The next 14 months will bring generic versions of seven of the world’s 20 best-selling drugs, including the top two: cholesterol fighter Lipitor and blood thinner Plavix.
The magnitude of this wave of expiring drugs patents is unprecedented. Between now and 2016, blockbusters with about $255 billion in global annual sales will go off patent, notes EvaluatePharma Ltd., a London research firm. Generic competition will decimate sales of the brand-name drugs and slash the cost to patients and companies that provide health benefits.
Top drugs getting generic competition by September 2012 are taken by millions every day: Lipitor alone is taken by about 4.3 million Americans and Plavix by 1.4 million. Generic versions of big-selling drugs for blood pressure, asthma, diabetes, depression, high triglycerides, HIV and bipolar disorder also are coming by then.

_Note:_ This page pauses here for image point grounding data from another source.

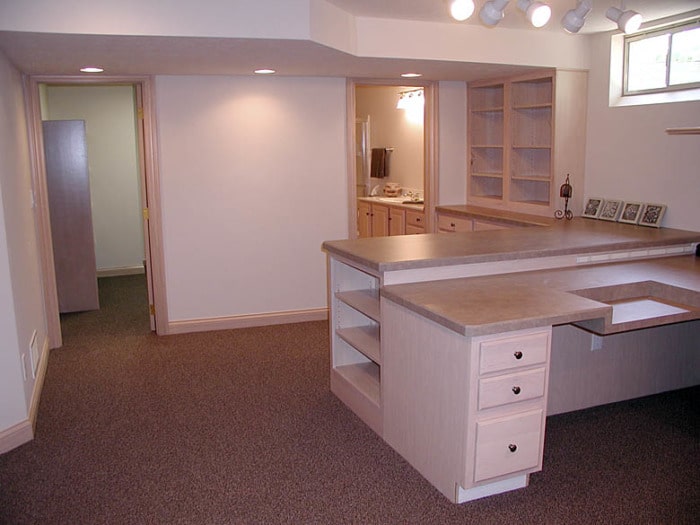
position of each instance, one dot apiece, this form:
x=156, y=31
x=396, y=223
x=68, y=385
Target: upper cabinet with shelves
x=525, y=135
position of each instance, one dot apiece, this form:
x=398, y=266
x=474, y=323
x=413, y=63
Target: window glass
x=685, y=57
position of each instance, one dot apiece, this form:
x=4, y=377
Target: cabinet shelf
x=363, y=338
x=364, y=301
x=364, y=378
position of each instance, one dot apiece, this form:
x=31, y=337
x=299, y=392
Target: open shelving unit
x=356, y=341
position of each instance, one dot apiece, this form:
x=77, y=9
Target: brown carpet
x=239, y=427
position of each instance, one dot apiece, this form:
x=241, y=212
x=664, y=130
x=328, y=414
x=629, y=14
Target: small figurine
x=565, y=193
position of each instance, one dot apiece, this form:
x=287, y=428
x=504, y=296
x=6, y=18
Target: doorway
x=147, y=208
x=364, y=128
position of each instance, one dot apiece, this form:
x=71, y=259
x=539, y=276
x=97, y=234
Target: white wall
x=452, y=139
x=21, y=302
x=629, y=156
x=253, y=174
x=109, y=115
x=391, y=128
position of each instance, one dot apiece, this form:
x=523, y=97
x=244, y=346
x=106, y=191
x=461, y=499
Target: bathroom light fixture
x=492, y=11
x=537, y=13
x=574, y=19
x=627, y=21
x=411, y=99
x=461, y=9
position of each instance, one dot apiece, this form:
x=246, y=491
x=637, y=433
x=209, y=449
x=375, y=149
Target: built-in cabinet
x=525, y=135
x=379, y=220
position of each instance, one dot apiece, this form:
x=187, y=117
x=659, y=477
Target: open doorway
x=375, y=122
x=132, y=246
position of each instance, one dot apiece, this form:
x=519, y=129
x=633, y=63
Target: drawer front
x=415, y=218
x=454, y=224
x=508, y=445
x=502, y=354
x=511, y=388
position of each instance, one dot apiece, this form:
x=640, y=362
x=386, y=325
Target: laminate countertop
x=606, y=298
x=578, y=236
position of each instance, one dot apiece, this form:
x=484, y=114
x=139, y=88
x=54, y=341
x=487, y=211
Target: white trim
x=122, y=270
x=247, y=321
x=16, y=435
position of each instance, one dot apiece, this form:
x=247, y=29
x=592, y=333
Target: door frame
x=430, y=145
x=150, y=182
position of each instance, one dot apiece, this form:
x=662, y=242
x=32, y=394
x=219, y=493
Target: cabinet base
x=497, y=487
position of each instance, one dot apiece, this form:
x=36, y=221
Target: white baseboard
x=123, y=270
x=247, y=321
x=23, y=432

The flood of generics will continue for the next decade or so, as about 120 brand-name prescription drugs lose market exclusivity, according to prescription benefits manager Medco Health Solutions Inc.
“My estimation is at least 15 percent of the population is currently using one of the drugs whose patents will expire in 2011 or 2012,” says Joel Owerbach, chief pharmacy officer for Excellus Blue Cross Blue Shield, which serves most of upstate New York.
This is your free market at work here, folks. Instapundit wonders what will happen to Big Pharma research in the wake of all this lost revenue, but my common sense tells me that these companies set their prices precisely with these kind of events in mind. The only thing that could really foul up Big Pharma would be something that its managers couldn’t have foreseen or reasonably planned for … like vast expansions of Big Government regulations. Remember that.
Still, I wouldn’t be surprised if the architects of Obamacare (and their minions in the press and the Leftosphere) magnanimously take credit for the decreased cost of prescription drugs that we will see in the near future.